# Empire Builder Chicago-Portland



## greatcats (Nov 23, 2011)

Some of you may have read my two previous travelogues of the past month, eastbound across Canada, and three Amtrak segments, with a big car rental in between to Florida. You were last told that my friend and I had taken the Capitol Washington to Chicago and the highlights were two wonderful concerts by the Chicago Symphony. This past Friday we parted company after a great week of traveling together and he left the Hotel Monaco on Wabash Ave. to take the Blue Line to O'Hare to catch United for Los Angeles. He was gritting his teeth about the flights and assorted hassles, but for several logistical reasons it was necessary for him to fly. I, on the other hand, was looking forward to my trip on the Empire Builder. When we arrived Chicago on the Capitol we took a cab to the hotel, but I decided to rough it to prove that I can still do this, and hoisted my large backpack and towed the roller bag 1.5 miles to Union Station. No sweat, literally! I parked myself in the Metropolitan Lounge and we departed on time. Others have gone into detail about what there is to see on this route; my emphasis here is that I was very pleased with the train and the service of its crew, probably the best service I have received on any Amtrak train. My car attendant was Lawrence, a hefty former construction foreman for Weston Hotels, who was laid off in 2008. He was offered this job by Amtrak and has applied to be a conductor. Lawrence is a very friendly man and was very cordial to his passengers.

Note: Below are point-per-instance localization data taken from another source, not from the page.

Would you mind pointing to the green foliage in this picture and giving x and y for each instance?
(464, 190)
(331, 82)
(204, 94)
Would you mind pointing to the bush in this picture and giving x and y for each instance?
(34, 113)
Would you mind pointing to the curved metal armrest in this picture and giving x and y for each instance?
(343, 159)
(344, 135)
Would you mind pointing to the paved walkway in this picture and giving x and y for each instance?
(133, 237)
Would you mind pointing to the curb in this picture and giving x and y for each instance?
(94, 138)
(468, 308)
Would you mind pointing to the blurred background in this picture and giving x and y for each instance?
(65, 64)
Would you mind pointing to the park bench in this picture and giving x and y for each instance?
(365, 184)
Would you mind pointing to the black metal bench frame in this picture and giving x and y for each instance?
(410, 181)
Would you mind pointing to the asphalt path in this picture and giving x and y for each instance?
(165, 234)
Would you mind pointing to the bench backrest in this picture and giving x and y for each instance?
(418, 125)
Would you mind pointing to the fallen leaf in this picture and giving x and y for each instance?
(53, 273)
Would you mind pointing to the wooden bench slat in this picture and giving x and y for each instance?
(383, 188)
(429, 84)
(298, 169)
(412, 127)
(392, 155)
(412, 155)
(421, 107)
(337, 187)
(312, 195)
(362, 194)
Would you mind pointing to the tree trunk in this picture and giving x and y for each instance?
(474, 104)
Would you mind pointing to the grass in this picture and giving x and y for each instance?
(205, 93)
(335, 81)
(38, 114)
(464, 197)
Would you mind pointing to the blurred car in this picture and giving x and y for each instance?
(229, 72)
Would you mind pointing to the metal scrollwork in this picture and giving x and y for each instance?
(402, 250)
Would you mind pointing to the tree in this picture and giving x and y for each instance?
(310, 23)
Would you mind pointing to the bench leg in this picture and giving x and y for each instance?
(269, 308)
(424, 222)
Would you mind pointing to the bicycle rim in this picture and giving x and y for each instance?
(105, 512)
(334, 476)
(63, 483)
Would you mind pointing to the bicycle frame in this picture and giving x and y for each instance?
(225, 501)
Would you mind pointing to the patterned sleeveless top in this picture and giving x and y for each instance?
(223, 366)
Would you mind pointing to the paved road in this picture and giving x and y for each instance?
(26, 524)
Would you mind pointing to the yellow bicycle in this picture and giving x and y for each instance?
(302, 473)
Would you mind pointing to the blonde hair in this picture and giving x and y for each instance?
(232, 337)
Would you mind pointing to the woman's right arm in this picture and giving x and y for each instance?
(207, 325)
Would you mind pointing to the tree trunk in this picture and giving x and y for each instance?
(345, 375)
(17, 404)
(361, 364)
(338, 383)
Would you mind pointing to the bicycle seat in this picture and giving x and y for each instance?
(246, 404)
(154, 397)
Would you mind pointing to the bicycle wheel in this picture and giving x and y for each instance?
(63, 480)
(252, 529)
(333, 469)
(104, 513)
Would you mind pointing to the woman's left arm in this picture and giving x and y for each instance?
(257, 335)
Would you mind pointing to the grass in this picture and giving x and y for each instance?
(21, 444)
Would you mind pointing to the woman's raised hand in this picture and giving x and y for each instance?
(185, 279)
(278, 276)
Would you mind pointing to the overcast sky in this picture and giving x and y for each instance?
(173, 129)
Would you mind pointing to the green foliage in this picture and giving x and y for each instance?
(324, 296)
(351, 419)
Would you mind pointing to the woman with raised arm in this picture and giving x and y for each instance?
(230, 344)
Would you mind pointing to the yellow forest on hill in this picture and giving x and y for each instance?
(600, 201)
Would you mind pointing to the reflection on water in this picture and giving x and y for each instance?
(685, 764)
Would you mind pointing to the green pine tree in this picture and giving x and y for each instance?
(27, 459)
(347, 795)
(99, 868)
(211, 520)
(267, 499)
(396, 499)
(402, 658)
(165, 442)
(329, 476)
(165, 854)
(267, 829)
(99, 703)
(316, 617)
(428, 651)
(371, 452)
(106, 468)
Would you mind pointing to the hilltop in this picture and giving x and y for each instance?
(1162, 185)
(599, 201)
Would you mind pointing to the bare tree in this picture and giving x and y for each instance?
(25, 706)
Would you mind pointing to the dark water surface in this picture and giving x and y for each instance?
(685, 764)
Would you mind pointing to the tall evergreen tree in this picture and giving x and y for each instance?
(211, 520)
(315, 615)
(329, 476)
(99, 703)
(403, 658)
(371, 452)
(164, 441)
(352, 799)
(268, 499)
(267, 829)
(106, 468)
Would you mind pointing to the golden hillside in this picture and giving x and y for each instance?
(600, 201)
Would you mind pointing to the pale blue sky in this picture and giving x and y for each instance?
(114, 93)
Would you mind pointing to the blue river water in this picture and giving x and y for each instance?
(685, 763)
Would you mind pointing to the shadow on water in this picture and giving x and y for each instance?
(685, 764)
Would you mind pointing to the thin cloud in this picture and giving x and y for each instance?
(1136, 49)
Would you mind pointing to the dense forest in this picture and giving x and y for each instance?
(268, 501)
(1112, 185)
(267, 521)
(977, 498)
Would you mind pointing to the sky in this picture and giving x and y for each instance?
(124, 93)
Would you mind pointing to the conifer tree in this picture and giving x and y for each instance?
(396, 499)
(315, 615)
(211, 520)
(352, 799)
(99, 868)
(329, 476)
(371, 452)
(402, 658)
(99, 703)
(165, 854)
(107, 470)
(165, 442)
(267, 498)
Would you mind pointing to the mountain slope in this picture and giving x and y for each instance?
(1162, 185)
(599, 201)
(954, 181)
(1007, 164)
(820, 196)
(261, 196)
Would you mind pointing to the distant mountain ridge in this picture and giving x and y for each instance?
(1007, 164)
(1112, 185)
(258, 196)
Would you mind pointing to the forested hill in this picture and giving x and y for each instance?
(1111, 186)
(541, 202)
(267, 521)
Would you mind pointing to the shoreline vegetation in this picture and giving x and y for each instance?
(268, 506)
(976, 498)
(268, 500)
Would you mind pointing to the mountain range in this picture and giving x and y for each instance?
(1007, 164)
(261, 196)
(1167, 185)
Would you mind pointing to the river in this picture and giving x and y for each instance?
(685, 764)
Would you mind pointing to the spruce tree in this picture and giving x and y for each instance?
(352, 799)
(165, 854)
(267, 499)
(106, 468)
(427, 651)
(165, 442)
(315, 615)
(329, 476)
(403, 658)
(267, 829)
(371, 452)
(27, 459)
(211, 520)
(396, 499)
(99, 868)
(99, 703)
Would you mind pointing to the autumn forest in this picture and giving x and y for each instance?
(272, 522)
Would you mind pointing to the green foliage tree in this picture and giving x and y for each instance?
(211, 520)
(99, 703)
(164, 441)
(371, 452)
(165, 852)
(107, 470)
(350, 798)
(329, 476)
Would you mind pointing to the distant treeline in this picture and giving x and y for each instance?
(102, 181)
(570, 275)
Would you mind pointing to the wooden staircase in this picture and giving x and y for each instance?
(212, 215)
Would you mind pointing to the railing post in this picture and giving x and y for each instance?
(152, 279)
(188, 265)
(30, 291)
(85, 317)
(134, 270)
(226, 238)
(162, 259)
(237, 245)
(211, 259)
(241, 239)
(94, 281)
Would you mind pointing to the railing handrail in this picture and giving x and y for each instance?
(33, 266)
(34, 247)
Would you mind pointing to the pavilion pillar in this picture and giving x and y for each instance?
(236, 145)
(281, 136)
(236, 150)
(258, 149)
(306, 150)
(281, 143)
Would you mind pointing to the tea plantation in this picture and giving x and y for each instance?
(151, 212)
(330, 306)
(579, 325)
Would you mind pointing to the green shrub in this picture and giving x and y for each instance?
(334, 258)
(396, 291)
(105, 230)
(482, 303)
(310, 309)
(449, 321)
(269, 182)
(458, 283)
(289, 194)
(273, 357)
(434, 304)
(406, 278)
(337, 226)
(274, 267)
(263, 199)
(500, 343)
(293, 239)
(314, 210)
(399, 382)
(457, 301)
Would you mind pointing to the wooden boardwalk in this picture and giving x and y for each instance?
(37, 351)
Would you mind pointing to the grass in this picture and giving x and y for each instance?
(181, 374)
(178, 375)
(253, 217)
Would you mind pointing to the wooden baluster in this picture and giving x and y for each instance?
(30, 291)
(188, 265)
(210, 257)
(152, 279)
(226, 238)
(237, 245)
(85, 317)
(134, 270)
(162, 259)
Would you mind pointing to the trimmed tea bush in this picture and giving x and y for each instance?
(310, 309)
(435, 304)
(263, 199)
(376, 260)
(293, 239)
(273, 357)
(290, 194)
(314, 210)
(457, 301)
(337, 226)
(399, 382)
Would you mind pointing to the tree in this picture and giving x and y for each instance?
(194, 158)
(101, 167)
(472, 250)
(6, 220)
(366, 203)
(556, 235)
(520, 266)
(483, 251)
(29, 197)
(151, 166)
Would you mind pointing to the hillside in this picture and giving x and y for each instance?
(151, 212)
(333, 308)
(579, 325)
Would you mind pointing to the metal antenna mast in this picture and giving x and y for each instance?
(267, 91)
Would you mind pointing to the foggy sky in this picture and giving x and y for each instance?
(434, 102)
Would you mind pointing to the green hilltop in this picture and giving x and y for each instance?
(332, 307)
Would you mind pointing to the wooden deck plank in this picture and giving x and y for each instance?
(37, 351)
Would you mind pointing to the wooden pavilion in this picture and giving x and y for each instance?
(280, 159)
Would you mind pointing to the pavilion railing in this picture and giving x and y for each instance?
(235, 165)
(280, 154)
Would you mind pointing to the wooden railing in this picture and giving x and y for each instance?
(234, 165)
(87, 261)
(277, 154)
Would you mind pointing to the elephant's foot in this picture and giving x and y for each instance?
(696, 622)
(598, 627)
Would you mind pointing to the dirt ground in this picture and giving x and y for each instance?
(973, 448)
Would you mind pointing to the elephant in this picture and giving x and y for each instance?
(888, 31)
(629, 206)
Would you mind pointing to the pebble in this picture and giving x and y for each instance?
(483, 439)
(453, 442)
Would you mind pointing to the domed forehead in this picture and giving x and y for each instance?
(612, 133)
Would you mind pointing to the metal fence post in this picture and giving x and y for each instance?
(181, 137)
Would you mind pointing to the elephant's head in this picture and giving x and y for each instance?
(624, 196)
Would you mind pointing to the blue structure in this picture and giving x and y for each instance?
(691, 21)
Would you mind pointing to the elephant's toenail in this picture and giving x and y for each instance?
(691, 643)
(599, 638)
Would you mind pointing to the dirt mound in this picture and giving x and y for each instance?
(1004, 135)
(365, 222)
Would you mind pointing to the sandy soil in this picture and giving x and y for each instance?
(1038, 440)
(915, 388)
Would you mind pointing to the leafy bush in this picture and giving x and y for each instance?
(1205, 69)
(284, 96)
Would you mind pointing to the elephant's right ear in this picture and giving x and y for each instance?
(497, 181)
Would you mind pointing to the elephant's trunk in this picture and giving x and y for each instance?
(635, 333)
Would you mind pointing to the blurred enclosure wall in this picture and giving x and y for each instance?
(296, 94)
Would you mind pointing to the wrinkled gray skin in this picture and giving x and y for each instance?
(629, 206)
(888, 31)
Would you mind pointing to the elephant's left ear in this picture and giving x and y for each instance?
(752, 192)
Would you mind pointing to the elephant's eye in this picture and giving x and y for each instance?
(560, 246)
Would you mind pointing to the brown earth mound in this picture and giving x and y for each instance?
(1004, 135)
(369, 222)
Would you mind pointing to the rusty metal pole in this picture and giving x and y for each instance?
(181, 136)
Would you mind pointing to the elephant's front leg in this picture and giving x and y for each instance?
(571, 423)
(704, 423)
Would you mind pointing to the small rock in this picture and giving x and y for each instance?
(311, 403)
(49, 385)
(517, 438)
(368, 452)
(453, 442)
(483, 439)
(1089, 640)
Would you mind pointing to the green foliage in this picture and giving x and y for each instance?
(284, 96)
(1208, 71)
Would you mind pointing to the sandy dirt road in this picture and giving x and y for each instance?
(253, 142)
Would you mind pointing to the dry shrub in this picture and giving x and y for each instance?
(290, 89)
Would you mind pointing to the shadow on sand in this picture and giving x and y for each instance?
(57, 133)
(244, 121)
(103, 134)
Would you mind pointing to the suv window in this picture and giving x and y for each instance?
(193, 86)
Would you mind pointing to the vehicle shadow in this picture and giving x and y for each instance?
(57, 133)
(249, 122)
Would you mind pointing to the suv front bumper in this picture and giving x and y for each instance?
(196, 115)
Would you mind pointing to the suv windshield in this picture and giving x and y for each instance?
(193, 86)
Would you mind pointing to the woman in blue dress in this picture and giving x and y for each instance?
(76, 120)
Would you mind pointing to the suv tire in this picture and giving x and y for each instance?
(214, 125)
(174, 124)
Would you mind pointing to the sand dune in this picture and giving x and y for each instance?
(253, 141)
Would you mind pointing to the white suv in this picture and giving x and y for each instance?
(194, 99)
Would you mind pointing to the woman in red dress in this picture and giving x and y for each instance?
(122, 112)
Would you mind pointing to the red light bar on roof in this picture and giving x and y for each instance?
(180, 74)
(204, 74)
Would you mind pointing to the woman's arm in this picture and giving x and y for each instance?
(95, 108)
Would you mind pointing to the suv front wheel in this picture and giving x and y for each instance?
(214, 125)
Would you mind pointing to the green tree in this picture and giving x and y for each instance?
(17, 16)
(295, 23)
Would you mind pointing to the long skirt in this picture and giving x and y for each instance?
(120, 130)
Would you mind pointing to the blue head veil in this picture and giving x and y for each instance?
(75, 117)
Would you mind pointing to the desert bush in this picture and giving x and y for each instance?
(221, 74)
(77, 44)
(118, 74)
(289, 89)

I have had some very good dining car crews on Amtrak ( and a few less so ) but this is the smoothest running dining car I have ever experienced on Amtrak. As far as the " enhanced " service goes, the only thing different that I noticed was that there are fresh flowers on the tables and china is in use. ( which was also the case with the plates on th the Capitol, but not the Silver Star. ) The young lady in charge of this diner is Misty from Louisiana, absolutely professional and charming. The young man who was my server at all four meal was Chris. He looks and kind of acts like a football player, but he was highly organized and efficient in his duties. The notable dishes were the steak, the salmon, and at lunch something new, red beans and rice with Andouille sausage, the last being a pleasant and tasty surprise. The wine and cheese event was nicely done, with Washington State wines. I won half a bottle for answering the question of the highest freshwater lake in the world. ( Lake Titicaca. )

There were virtually no mechanical troubles with this train and the delays we had were almost all attributable to freight traffic. Luckily, we missed being disrupted by that freight derailment that occurred sometime after we passed the Glasgow, Montana area. My main criticism of this train is the tacky looking hand lettered signs in some of their sleepers and particularly the lounge car, which is not too severe a criticism.

After we left Browning, I stood in the rear of the Portland sleeper to see if I could catch a glimpse of the closed-for the-winter( sounds like a drive-in movie, doesn't it? ) East Glacier Park Station, being aware that it is 15 miles west of Browning. Sure, enough, the platform was all lit up, but it will not reopen until April. I expected the power to go out on by breathing machine at Spokane. As I said in my last writeup, once per night is acceptable. I was awake for a time at Spokane, but then slept comfortably until Pasco. I then got up as I wanted to see the trip down the Columbia River. The morning was gray, but as we neared Portland, the most beautiful section of the Gorge, the sun came out, for a splendid conclusion to the trip from Chicago, arriving 50 minutes late. By the way, this train was pretty crowded, the more so the further west we traveled. Substantial numbers of people boarded at Minneapolis, Minot, Havre, Shelby, and Pasco. But nobody rides trains anymore, right?


----------



## greatcats (Nov 23, 2011)

.....always think of something else to add. On the subject of food, ViaRail has a classier dining car in terms of atmosphere and a higher level of cuisine. Amtrak has made great strides, however, in providing good food service and I am not complaining. Since I am a former commuter rail crew dispatcher, the format of Amtrak crew assignments is of interest to me. I was speaking to the Assistant Conductor who boarded in Minot. He is based in Shelby, MT and his work week goes like this: He starts on a Tuesday afternoon at Shelby and works the train west to Spokane and lays over about 24 hours. He returns to Shelby on Thursday and on Friday works to Minot and then returns on Saturday. He said he prefers the western section. Minot to Shelby is Amtrak's longest crew district, 535 miles, which operates with two engineers. An engine crew change is made at Whitefish, which operates with one engineer.


----------



## TraneMan (Nov 24, 2011)

Thanks for sharing your story!


----------